On Tuesday night, the New York Jets agreed to a deal with free agent Darrelle Revis that will pay the Pro Bowl corner $70 million over five years, with $39 million guaranteed.
The move comes as the latest part of the ongoing offseason makeover that has witnessed the Jets hiring a new coach and GM, releasing receiver Percy Harvin, and adding big target Brandon Marshall through a trade.
This is Revis’s second stint with the Jets. They picked him in the first round of the 2007 draft, but in 2013 traded him to Tampa Bay due to a contract dispute. In exchange for Revis, the Buccaneers sent the Jets their first-round pick in 2013, and a fourth-rounder in 2014.
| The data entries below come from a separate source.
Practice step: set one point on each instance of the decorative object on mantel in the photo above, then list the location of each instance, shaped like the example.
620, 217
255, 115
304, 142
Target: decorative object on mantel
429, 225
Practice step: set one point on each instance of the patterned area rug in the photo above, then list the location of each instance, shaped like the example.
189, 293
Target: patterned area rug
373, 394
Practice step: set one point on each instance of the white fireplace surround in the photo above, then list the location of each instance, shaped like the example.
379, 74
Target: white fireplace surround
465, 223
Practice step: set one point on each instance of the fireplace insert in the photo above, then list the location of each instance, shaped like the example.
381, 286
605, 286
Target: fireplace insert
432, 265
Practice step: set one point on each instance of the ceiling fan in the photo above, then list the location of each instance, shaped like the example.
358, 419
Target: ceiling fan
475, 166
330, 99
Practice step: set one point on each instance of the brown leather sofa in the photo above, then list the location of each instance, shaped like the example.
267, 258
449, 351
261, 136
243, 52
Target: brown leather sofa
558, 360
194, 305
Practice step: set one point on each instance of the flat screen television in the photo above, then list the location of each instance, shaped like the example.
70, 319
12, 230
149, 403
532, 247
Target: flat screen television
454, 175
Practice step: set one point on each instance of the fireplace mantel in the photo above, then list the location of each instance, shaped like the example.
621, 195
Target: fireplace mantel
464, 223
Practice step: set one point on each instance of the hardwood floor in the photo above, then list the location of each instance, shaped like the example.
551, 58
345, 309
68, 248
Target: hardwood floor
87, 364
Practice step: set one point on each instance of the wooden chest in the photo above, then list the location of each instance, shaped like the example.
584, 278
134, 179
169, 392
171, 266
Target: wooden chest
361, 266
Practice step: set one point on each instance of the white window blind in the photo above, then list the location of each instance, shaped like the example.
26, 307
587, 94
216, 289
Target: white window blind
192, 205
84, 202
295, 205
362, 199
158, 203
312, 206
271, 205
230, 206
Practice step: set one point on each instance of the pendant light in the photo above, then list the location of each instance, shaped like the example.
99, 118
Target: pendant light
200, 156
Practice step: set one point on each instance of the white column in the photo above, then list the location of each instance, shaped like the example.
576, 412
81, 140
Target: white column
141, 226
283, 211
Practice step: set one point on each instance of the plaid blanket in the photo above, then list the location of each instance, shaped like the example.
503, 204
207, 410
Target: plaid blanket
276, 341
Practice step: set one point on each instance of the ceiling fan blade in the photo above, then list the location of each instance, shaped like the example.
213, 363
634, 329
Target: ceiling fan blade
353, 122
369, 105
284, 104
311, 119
Revis signed a six-year contract for $96 million with Tampa Bay. He played there one season. A new regime took charge in Tampa Bay in 2014, regarded it as bad business to pay a cornerback that kind of money, and released him shortly thereafter. Revis made $16 million in his one season with the Bucs, and clearly had little impact on the team’s won-loss record. They finished 4-12.
Here is the problem with paying cornerbacks big money. They can be taken out of the game. Teams can just throw to the other parts of the field—play keep-away from the elite corner. Top-shelf corners can become like the Maytag repairman—very lonely. Just throw at the second corner, the nickel back, linebackers covering tight ends, running backs, and so forth.
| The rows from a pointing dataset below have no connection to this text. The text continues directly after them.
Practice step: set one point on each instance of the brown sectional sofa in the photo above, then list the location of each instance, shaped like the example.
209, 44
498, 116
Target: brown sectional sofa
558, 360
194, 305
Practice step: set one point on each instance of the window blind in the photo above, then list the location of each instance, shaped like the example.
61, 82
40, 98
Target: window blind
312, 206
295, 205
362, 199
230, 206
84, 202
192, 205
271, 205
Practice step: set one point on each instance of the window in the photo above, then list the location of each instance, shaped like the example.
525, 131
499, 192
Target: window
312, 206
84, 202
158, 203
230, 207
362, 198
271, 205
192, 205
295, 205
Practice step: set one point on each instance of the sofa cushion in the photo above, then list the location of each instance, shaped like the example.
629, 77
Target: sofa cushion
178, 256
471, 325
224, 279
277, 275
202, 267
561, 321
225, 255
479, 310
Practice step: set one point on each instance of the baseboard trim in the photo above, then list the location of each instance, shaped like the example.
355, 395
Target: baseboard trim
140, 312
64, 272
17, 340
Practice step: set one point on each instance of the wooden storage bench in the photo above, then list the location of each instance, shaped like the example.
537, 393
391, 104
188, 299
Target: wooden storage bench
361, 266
Also, Revis turns 30 before this season. Cornerback plays as a position where speed and quickness are essential. You can start losing that due to the wear-and-tear of this exceedingly violent sport. Revis has played eight seasons in the NFL.
Signing 30-year-old corners to big money deals can be risky business. Just ask the Philadelphia Eagles. In 2011, the Philadelphia Eagles signed Nnamdi Asomugha to a five-year deal for $60 million, including $25 million guaranteed. The Eagles released him after two seasons. The Eagles compiled a 12-20 over his time there.
The bottom line is the NFL remains a quarterback-driven league. If you don’t have one, signing big-money players at other positions can be like putting lipstick on a pig. The teams with the elite quarterbacks constantly contend. The teams with pedestrian signal-callers usually tread water.
Right now, the Jets quarterback position is problematic. Geno Smith, a turnover machine his first two years in the league, currently sits atop the depth chart. The Jets will probably add a journeyman quarterback to compete with him, perhaps Ryan Fitzpatrick, once the Houston Texans release him, which is expected to happen shortly. Perhaps they pick Oregon’s Marcus Mariota with the sixth pick in the draft. But he’s a major project, coming out of a college offensive system that doesn’t translate to the NFL game. He’s going to need time to develop.
Yes Revis won a Super Bowl last season as a member of the New England Patriots. No question he had a solid season and contributed to the Patriots winning their fourth championship. However, the biggest reason, by far, for New England’s championship last season, and prior, is #12, the guy under center, a guy named Tom Brady, one of the greatest quarterbacks of all time.
Yes, Revis can help the Jets. But until they find a franchise quarterback, his impact on their won-loss record, is likely minimal.